Jeremy Corbyn in leaked recording: Antisemitism evidence 'mislaid, ignored'

A Labour spokesperson told BBC that the tape showed Corbyn's desire for "robust and efficient" procedures and to "rebuild trust with the Jewish community."

JEREMY CORBYN, leader of the Labour Party, gives a speech in London last month. (photo credit: HANNAH MCKAY/ REUTERS)
JEREMY CORBYN, leader of the Labour Party, gives a speech in London last month.
(photo credit: HANNAH MCKAY/ REUTERS)
UK Labour leader Jeremy Corbyn has admitted that evidence of antisemitism in the party may have been "mislaid, ignored or not used" by his staff.
A secret recording obtained by UK weekly The Sunday Times revealed Corbyn making these remarks during a February meeting with Parliament Member for Barking, Margaret Hodge, who is Jewish.
Hodge has been victim to antisemitism in the party. In July, she came to blows with Corbyn in which she called him an "antisemite" and a "racist" to his face. She has continued to be a fierce critic of the Labour leader.
In the recording, Corbyn refers to his reasons for appointing former cabinet minister Lord Charlie Falconer to look into Labour’s antisemitism complaints and review the process.
"Just to reassure you, [Falconer is] not going to be running the system; he's not entitled to do that," the Labour leader was recorded as saying.
“The point of him [Falconer] is that he will look at the speed of dealing with cases," Corbyn said in the recording. "The administration of them and the collation of the evidence before it is put before appropriate panels and things. Because I was concerned that evidence was either being mislaid, ignored or not used and that there had to be some better system.”
A Labour spokesperson told BBC that the tape showed Corbyn's desire for "robust and efficient" procedures and to "rebuild trust with the Jewish community."
However, the party as a whole "dismissed the claims."
Meanwhile, last week the Jewish Labour Movement voted to pass a motion of no confidence in Corbyn with its national secretary Peter Mason stating that reports of "delays, inaction and interference from the leader's office showed the party's processes were 'incapable of dealing with anti-Jewish racism.'"

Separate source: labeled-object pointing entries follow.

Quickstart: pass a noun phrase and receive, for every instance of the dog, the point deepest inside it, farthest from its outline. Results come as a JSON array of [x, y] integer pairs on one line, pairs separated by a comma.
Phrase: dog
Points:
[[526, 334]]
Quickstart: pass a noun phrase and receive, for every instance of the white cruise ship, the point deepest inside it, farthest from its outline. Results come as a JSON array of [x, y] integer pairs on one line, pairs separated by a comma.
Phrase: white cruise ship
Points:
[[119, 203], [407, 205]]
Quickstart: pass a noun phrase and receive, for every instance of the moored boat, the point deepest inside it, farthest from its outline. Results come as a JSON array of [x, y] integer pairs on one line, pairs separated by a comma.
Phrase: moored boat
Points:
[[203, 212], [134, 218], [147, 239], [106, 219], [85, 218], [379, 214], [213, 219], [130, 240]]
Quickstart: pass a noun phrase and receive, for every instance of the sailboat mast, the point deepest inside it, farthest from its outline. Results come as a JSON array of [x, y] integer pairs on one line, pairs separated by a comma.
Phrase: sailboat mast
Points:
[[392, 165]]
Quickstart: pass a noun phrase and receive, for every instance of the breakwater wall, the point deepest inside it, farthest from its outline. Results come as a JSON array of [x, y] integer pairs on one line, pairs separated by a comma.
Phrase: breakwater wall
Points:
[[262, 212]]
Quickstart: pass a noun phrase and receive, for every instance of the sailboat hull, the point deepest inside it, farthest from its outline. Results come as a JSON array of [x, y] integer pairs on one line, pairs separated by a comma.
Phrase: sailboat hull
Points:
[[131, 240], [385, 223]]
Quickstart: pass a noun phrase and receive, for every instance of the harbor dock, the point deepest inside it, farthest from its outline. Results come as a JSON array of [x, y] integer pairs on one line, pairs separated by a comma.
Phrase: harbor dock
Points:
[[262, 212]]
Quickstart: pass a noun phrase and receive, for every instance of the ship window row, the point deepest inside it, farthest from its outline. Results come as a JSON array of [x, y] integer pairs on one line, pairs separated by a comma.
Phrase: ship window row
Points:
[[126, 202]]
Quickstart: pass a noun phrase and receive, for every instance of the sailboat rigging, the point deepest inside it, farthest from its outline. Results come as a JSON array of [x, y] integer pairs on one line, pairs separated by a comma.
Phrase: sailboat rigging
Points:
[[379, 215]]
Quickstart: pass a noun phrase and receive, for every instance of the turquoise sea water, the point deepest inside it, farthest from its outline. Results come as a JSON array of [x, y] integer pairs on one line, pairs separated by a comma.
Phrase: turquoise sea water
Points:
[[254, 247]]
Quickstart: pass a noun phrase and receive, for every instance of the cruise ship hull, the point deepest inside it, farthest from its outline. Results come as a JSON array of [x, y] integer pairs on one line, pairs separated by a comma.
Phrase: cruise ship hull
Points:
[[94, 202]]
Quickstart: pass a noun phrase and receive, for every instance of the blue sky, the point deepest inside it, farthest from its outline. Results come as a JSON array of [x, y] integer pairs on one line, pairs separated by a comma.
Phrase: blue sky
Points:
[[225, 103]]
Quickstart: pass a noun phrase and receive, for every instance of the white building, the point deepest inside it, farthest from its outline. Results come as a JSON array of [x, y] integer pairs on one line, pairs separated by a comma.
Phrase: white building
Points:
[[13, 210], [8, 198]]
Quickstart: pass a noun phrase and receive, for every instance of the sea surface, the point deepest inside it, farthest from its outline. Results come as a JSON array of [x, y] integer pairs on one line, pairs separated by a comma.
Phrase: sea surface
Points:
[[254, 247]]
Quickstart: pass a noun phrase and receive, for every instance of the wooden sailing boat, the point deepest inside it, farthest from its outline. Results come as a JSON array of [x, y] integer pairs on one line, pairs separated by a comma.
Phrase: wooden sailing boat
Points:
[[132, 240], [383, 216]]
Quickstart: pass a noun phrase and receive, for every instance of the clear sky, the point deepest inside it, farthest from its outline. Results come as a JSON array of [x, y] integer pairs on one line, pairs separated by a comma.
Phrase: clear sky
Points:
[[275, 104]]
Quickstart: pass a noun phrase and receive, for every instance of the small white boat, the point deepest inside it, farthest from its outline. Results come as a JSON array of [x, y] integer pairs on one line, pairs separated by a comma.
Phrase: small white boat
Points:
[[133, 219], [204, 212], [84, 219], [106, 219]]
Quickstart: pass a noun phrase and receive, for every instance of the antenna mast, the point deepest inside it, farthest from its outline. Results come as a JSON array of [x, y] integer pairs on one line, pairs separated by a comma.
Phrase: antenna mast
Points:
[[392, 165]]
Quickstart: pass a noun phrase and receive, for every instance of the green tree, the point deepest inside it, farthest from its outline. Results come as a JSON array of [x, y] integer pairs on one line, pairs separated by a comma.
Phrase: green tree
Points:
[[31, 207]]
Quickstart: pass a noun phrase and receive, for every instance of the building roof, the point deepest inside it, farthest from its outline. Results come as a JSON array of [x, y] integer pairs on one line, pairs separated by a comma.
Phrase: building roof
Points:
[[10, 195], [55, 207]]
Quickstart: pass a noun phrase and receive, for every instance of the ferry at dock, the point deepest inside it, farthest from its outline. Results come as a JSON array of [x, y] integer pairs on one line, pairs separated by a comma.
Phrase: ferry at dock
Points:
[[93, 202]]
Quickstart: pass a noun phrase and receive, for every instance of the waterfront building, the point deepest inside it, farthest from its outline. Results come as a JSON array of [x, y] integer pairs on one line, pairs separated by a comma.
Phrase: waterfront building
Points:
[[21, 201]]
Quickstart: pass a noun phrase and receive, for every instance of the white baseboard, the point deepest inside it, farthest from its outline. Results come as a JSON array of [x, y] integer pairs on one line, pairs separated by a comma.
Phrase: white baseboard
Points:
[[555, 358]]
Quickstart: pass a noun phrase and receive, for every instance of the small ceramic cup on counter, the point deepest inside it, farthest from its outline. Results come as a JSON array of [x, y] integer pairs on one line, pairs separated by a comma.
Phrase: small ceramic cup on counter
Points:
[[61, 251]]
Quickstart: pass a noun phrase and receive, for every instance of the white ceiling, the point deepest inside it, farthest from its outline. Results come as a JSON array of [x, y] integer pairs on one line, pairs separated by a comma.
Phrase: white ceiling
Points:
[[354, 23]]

Last month, following the meeting, Hodge wrote a letter to Corbyn saying that he had misled her about its approach to antisemitism. Hodge said that Corbyn had assured her that there had been no interference from his office "in the disciplinary process to prevent a party member from being suspended for antisemitism."
However, a report by The Observer stated otherwise, clearly showing that his office had in fact intervened in the disciplinary process.


This weekend, Hodge also joined seven other MPs from the party who wrote a letter to The Sunday Times calling for a "fully independent" body to deal with racism, harassment and bullying within the party, as well as the "growing backlog of unresolved cases of vile racism."


"Despite telling us things are better, the party has clearly failed to get to grips with its antisemitism problem," the letter reads. "The current complaints system is broken. There must be a real change at the top of the party."
They said that an investigation by an independent body is the only way "to rebuild trust with its members and the wider Jewish community."
The Jewish Board of Deputies also penned a letter to the paper in response to the recording, saying it proves their concerns about Labour’s apparent “partisan and corrupt” disciplinary process, adding that: “History will not be kind to them.”


Hodge retweeted the Jewish Board's post saying that "nothing has changed."
"Corbyn must listen to Jewish community groups and take concrete steps to fight the antisemitism crisis engulfing our Party," she wrote.